The iPlanet Application Server 6.0 is based on Java 2 Enterprise Edition, the latest iteration of Sun's programming language, which Sun said can help companies build large, e-commerce Web sites. Sun said the application server will be certified as Java 2 Enterprise Edition compliant later this month.
When Sun Microsystems and America Online, owner of Netscape, struck their partnership eight months ago, they said they would meld together their separate e-commerce technology called application servers and release a single, unified product in early 2000.
The strategy was met with heavy skepticism by competitors and industry analysts who said it's difficult to combine the software code of different technologies. But Alliance executives say they're on track to deliver.
The partnership will ship a beta version of its new iPlanet application server in January and release a final version, along with complementary development tools, in March.
The alliance competes against Microsoft, Oracle, IBM and dozens of other software makers in the emerging market for application servers, software that sits between Web browsers and databases and helps run the transactions on an e-commerce Web site.
Because of the stiff competition, analysts say it's important that the Alliance deliver its product on time. But the partnership must prove the new technology is reliable and fast enough to meet the needs of its target audience: large businesses, portal Web sites and Internet service providers.
"They're on track, but we don't know exactly what they're going to develop. The end result won't be known until people use it in projects and put it in production, so there's still room for skepticism," said analyst Mike Gilpin of Giga Information Group.
The product will meld together technology from the Netscape application server, Sun's NetDynamics application server, as well as some technology from Sun's recent acquisition of Forte Software.
The joint effort will take Netscape's transaction engine and NetDynamic's software connectors to Enterprise Resource Planning software and so-called legacy systems, such as mainframe computers.
The Alliance will also include Forte technology that lets developers easily map software code to databases, said Joe Keller, the Alliance's vice president and general manager of application servers. The group will also bundle in Forte's SynerJ development tool for programmers building business software.

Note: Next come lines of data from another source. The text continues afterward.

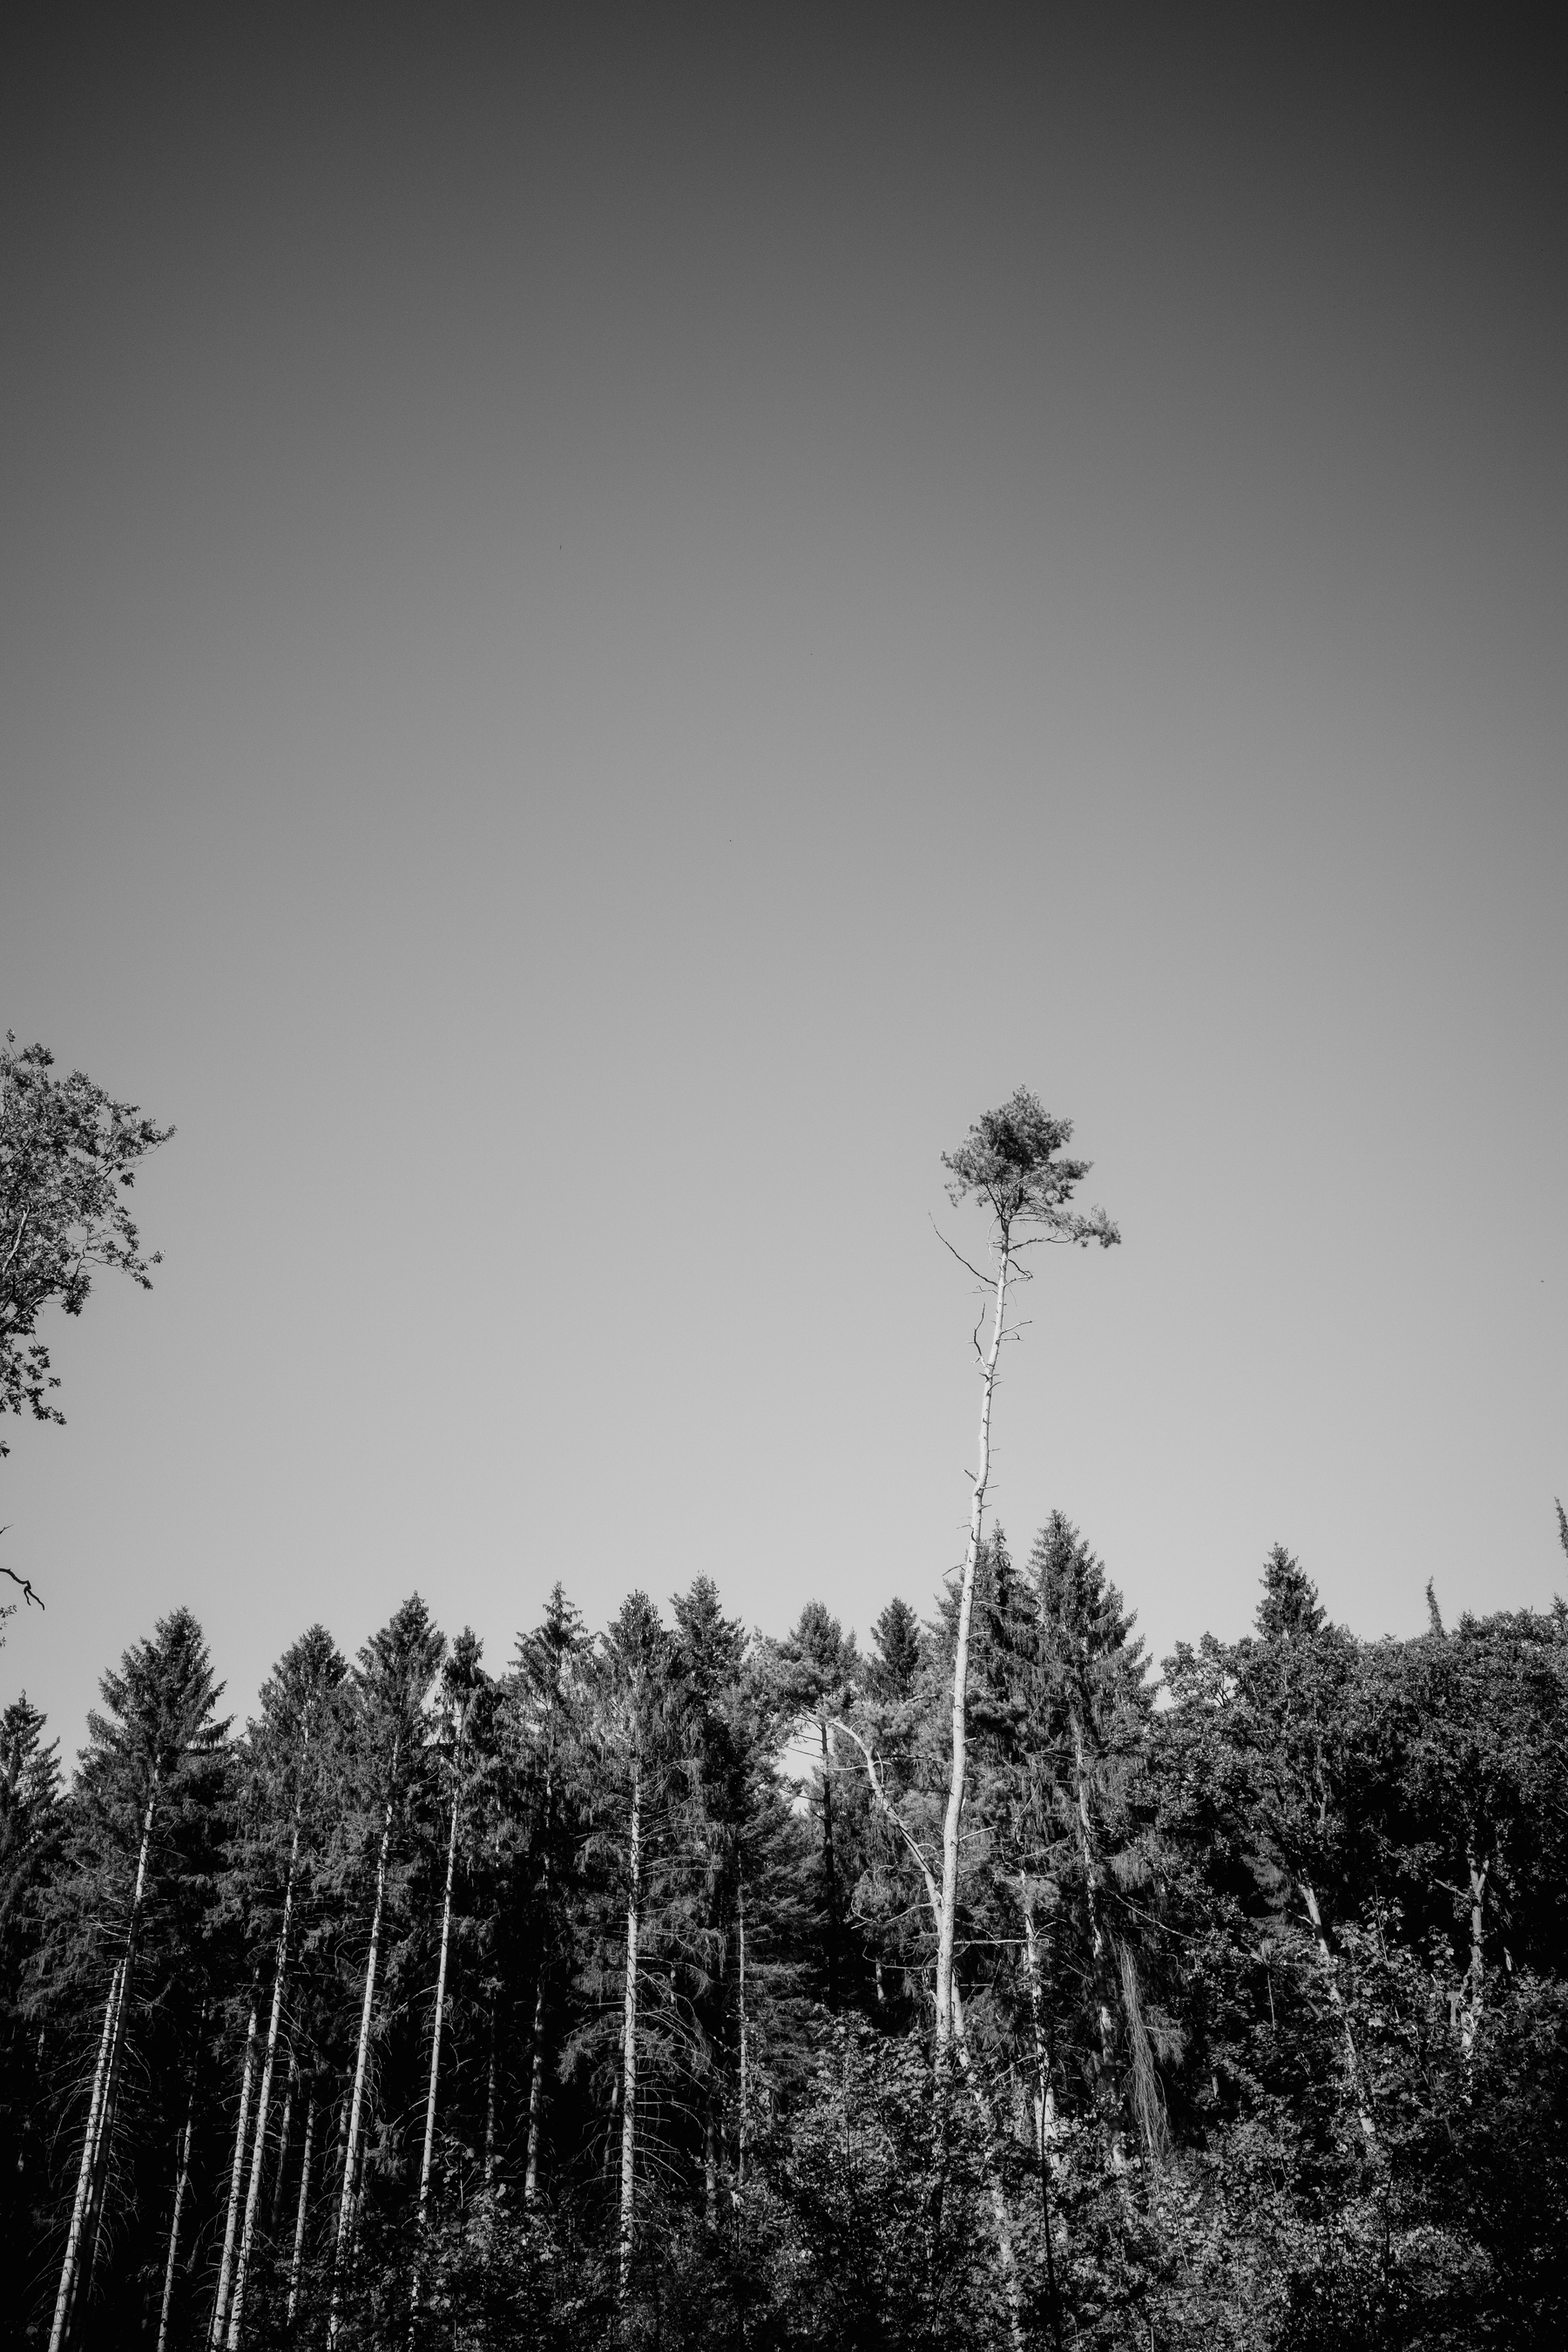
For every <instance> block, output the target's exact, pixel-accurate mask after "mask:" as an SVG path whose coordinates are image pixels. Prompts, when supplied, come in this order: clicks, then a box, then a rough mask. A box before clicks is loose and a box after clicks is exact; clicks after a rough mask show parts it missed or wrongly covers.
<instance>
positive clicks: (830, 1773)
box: [818, 1715, 839, 2018]
mask: <svg viewBox="0 0 1568 2352" xmlns="http://www.w3.org/2000/svg"><path fill="white" fill-rule="evenodd" d="M818 1731H820V1733H823V1893H825V1898H827V2011H830V2016H835V2018H837V2013H839V1870H837V1863H835V1856H832V1748H830V1740H827V1717H825V1715H820V1717H818Z"/></svg>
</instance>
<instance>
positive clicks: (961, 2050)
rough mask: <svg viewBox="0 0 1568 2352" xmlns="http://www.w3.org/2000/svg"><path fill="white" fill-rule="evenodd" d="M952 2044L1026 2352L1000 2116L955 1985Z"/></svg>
mask: <svg viewBox="0 0 1568 2352" xmlns="http://www.w3.org/2000/svg"><path fill="white" fill-rule="evenodd" d="M952 2046H954V2053H957V2060H959V2074H961V2077H964V2084H966V2086H969V2098H971V2103H973V2110H976V2119H978V2124H980V2147H983V2161H985V2190H987V2194H990V2206H992V2227H994V2230H997V2256H999V2260H1001V2293H1004V2298H1006V2319H1009V2336H1011V2340H1013V2352H1025V2333H1023V2281H1020V2279H1018V2253H1016V2249H1013V2220H1011V2216H1009V2209H1006V2185H1004V2180H1001V2164H999V2157H997V2117H994V2114H992V2103H990V2098H987V2096H985V2084H983V2082H980V2074H978V2072H976V2063H973V2058H971V2051H969V2034H966V2032H964V2002H961V1997H959V1990H957V1985H954V1987H952Z"/></svg>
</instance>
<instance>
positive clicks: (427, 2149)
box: [409, 1712, 463, 2343]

The product will allow current users of Netscape, NetDynamics and Forte app servers to easily migrate to the new product, he said.
The Alliance on Monday also released a new addition to its BillerXpert bill payment product family. The technology, which runs on top of the application server, allows people to pay their bills over the Internet.
The new product, called BillerXpert Consolidator Edition, allows banks and other institutions to easily and quickly set up a Web site, so their customers can pay their cable, utility, water and other bills online.